Is It Possible To Extract From Ncbi Nr Database Plant Protein Sequences.？
2
3
Entering edit mode
11.1 years ago
Lhl ▴ 730

Hi all,

I am doing annotation of a de novo sequenced non-model plant genome. Specifically, i am annotating the genome through blastx-ing the NCBI NR database. Obviously, it will be much faster if i can draw only plant protein sequences from the large NR database. So ia m wondering if there is a way to work out that. Hope it is possible.

Elzed

database • 12k views
4
Entering edit mode

w h y d i d y o u p a s t e y o u r t e x t a s u n i c o d e ? i t ' s u n r e a d a b l e t o m e

0
Entering edit mode

Sorry about that. I just changed it.

12
Entering edit mode
11.1 years ago
Jan Kosinski ★ 1.6k
1. Go to NCBI Entrez Protein search
2. Search with all [filter] query. This will give you all protein entries
3. Locate "Taxonomic Groups" box on the right. Display tree and locate "Green plants". Click and wait a moment. You should now see proteins from green plants. The query in the Search box should change to (all [filter]) AND "green plants"[porgn:__txid33090].

Now you can:

2. Using a custom script select from the nr database only those entries that have a GI from the "Plant GI list"
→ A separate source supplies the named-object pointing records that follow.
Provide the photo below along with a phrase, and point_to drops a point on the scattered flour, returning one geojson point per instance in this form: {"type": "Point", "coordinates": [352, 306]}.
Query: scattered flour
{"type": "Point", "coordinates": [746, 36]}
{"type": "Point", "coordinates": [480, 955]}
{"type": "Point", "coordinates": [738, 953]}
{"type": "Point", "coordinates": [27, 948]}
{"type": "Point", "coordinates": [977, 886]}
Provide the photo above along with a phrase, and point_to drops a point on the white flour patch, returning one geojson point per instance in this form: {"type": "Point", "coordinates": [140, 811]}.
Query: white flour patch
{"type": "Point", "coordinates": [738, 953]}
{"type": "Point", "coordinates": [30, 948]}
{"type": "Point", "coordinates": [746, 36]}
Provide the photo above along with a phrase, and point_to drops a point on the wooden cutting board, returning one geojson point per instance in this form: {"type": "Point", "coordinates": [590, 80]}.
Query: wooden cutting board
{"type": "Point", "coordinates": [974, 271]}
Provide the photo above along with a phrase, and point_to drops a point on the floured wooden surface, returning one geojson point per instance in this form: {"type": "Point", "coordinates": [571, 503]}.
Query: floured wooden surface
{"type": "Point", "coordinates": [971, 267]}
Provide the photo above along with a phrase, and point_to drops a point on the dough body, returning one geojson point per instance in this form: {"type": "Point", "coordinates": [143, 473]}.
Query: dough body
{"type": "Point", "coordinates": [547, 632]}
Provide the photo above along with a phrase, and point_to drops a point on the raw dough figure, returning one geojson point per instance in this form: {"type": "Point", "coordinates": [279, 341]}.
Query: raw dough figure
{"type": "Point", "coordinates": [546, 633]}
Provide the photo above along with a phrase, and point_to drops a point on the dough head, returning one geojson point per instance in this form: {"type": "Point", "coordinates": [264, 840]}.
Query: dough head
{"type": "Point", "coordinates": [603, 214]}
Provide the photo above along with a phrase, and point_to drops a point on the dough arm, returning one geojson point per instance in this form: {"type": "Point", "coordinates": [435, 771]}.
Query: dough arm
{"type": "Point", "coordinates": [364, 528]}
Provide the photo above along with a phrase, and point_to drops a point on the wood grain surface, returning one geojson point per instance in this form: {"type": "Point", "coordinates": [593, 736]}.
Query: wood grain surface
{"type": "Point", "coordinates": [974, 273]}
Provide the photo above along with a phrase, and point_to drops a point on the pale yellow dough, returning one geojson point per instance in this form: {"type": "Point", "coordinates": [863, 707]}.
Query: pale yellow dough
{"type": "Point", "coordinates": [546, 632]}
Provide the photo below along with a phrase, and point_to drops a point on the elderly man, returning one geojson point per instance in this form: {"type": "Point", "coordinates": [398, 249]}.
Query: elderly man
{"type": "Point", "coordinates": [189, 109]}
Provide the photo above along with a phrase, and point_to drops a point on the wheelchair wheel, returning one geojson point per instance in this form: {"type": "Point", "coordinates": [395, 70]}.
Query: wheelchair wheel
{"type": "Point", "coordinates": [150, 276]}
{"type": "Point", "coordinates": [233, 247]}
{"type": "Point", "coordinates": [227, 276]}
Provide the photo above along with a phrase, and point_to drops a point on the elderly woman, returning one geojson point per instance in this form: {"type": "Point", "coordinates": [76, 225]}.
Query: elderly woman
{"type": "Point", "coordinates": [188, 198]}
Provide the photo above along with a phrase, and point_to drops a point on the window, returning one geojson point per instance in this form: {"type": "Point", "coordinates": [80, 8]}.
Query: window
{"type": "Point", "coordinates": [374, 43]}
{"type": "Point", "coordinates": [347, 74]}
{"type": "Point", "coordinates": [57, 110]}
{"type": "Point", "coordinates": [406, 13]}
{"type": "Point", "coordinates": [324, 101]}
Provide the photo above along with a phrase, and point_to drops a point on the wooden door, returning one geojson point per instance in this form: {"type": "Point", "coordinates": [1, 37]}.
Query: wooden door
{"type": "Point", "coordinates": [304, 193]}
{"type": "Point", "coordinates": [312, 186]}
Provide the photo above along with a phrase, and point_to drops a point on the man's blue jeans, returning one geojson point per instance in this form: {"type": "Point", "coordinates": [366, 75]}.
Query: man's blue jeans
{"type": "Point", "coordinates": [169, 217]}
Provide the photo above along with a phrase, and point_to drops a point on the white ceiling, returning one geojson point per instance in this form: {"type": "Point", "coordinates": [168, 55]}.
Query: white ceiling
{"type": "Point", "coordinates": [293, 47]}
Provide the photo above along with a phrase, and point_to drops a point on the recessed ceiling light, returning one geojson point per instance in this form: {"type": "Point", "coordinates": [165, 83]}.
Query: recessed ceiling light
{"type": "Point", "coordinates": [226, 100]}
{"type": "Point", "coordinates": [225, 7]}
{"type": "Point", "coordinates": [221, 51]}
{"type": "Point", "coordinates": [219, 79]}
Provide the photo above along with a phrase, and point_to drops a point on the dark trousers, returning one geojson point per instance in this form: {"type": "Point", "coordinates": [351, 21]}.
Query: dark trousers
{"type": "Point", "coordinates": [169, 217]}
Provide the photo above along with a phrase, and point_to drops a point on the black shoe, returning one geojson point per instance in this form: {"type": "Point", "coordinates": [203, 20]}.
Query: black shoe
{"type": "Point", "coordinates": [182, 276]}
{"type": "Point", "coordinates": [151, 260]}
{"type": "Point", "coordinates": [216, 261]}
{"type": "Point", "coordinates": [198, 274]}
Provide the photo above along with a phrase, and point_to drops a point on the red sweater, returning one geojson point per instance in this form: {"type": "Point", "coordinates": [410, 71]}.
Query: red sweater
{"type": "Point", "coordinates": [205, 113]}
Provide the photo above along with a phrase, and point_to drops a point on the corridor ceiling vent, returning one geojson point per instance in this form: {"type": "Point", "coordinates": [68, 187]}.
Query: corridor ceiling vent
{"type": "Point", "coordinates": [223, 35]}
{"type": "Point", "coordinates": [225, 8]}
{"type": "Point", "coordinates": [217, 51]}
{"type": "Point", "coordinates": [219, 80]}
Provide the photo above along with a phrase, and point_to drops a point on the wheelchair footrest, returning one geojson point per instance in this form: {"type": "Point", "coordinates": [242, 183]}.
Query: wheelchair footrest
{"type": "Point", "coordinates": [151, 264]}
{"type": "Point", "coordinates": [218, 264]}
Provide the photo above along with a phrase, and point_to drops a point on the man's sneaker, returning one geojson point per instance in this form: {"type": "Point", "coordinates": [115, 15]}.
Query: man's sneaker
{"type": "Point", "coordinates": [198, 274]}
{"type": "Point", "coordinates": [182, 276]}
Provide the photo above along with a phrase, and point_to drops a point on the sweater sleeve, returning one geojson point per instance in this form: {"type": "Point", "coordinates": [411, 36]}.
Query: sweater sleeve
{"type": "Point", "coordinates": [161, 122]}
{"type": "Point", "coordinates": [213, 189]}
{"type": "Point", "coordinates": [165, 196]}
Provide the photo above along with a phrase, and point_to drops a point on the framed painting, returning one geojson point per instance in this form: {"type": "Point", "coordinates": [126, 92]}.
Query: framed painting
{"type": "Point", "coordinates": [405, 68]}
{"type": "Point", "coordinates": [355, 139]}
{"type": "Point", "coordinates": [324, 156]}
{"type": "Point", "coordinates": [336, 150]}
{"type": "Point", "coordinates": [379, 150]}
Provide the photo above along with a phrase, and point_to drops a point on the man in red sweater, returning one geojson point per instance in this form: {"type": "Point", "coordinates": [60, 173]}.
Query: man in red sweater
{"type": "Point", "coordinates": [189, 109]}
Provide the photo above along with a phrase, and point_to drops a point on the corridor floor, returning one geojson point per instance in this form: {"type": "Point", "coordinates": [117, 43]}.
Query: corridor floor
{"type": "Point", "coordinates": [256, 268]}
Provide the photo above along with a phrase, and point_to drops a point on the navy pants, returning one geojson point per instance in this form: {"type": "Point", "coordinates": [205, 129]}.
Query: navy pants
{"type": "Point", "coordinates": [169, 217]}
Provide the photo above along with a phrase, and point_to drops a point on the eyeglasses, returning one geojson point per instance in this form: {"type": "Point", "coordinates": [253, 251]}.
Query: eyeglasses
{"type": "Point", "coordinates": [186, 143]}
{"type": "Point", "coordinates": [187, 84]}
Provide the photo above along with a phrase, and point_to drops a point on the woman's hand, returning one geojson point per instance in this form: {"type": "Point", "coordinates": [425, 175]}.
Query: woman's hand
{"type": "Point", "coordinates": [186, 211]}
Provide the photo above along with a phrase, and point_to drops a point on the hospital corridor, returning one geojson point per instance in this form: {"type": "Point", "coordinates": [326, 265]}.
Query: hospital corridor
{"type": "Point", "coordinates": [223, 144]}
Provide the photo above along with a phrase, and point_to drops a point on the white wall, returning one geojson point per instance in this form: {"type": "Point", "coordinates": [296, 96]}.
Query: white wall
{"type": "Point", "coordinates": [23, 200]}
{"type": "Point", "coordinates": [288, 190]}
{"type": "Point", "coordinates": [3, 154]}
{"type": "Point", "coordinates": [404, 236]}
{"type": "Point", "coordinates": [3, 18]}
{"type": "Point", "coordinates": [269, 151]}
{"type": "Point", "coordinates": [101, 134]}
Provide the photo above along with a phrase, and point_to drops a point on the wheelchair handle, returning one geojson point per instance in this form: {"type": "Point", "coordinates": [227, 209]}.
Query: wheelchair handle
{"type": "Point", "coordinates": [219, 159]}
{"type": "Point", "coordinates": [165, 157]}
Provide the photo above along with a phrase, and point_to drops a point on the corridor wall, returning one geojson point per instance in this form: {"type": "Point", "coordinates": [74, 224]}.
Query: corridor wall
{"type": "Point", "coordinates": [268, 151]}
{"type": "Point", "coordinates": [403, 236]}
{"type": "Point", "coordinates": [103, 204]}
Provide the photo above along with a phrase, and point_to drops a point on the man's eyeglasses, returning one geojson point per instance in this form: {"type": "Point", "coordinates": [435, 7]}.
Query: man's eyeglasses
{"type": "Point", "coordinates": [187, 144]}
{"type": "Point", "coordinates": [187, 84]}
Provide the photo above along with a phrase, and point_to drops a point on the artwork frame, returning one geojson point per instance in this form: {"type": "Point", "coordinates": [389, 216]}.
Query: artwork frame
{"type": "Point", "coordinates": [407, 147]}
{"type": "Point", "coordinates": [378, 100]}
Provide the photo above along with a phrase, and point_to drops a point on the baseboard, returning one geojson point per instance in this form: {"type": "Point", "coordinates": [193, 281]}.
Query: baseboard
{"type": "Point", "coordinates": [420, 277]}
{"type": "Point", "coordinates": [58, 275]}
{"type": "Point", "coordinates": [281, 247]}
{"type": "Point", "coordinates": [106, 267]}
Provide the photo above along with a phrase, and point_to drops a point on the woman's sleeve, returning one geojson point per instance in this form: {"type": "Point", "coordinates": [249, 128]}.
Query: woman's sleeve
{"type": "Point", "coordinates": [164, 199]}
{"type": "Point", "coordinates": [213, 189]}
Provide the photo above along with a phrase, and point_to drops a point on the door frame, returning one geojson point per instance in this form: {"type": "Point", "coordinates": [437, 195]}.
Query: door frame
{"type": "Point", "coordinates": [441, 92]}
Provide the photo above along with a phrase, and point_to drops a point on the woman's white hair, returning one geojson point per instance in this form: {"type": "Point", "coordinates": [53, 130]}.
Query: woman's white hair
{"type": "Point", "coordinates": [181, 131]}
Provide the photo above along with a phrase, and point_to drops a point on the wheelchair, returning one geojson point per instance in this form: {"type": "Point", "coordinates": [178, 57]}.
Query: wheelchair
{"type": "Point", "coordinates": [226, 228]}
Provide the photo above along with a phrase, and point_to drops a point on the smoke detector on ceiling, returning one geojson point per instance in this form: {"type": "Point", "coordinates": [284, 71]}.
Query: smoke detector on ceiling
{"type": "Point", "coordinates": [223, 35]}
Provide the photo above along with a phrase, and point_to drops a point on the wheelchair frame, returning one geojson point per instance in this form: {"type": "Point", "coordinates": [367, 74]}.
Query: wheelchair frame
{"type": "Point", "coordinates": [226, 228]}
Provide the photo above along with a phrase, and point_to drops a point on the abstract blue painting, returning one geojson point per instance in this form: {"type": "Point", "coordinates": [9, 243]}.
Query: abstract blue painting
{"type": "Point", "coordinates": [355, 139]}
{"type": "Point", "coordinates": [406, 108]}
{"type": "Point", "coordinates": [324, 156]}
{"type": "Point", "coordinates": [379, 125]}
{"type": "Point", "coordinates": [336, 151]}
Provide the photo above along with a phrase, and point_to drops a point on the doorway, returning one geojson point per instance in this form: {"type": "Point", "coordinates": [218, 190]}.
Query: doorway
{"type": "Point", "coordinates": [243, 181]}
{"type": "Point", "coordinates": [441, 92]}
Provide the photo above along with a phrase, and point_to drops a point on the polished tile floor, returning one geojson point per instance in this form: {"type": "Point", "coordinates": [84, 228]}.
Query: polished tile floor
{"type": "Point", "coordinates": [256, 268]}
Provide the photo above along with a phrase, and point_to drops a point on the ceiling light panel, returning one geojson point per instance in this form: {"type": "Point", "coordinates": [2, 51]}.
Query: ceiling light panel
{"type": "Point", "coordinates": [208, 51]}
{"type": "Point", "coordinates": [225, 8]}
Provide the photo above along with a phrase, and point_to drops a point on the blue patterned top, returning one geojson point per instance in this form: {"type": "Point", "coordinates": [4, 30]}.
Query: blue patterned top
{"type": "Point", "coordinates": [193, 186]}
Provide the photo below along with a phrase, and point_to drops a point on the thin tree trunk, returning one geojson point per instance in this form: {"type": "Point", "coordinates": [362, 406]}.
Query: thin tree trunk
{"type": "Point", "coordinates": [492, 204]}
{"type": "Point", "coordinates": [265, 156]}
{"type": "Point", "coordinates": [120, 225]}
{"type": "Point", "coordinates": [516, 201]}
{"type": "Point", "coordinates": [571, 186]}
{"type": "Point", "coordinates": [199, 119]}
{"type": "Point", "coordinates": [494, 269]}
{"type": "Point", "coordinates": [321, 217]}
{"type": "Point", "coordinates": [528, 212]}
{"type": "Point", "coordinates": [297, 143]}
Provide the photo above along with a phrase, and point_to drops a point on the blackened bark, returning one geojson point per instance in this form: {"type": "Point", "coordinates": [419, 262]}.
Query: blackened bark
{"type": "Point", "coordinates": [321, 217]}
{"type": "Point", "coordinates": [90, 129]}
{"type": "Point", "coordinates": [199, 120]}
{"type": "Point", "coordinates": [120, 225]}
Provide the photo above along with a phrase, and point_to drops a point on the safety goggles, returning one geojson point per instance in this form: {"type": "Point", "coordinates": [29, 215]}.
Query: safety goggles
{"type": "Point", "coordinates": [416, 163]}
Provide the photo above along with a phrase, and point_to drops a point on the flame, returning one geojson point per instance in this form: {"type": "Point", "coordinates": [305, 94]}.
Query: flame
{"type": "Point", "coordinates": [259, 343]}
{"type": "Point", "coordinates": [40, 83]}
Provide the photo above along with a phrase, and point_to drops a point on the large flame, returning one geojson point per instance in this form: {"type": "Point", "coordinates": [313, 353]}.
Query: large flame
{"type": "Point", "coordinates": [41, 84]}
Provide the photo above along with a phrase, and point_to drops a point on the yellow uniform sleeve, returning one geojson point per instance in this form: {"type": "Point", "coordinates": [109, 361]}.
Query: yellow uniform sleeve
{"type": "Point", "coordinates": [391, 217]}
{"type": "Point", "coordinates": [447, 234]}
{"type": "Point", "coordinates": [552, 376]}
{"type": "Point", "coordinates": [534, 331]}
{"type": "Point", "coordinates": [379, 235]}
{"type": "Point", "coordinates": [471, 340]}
3. Create the final plant_nr using formatdb

OR:

use new blast where apparently you can filter the nr database based on gi list using '-gilist' option of blast itself! (http://www.ncbi.nlm.nih.gov/books/NBK1763/). But I haven't used that yet.

0
Entering edit mode

Thanks Jan. I think both of your suggestions are doable.

3
Entering edit mode
11.1 years ago
Goldbear ▴ 130

Alternatively, plantgdb maintains a uniprot-curated list of plant protein sequences.

This will extract out A LOT of sequence files that I wanted to join into one big file. I had to use xargs to get around the 'argument list too long' error that cat was giving me.

\$ find . -type f | xargs cat > out.txt

0
Entering edit mode

Good. But it seems that they do not have GI and accession number.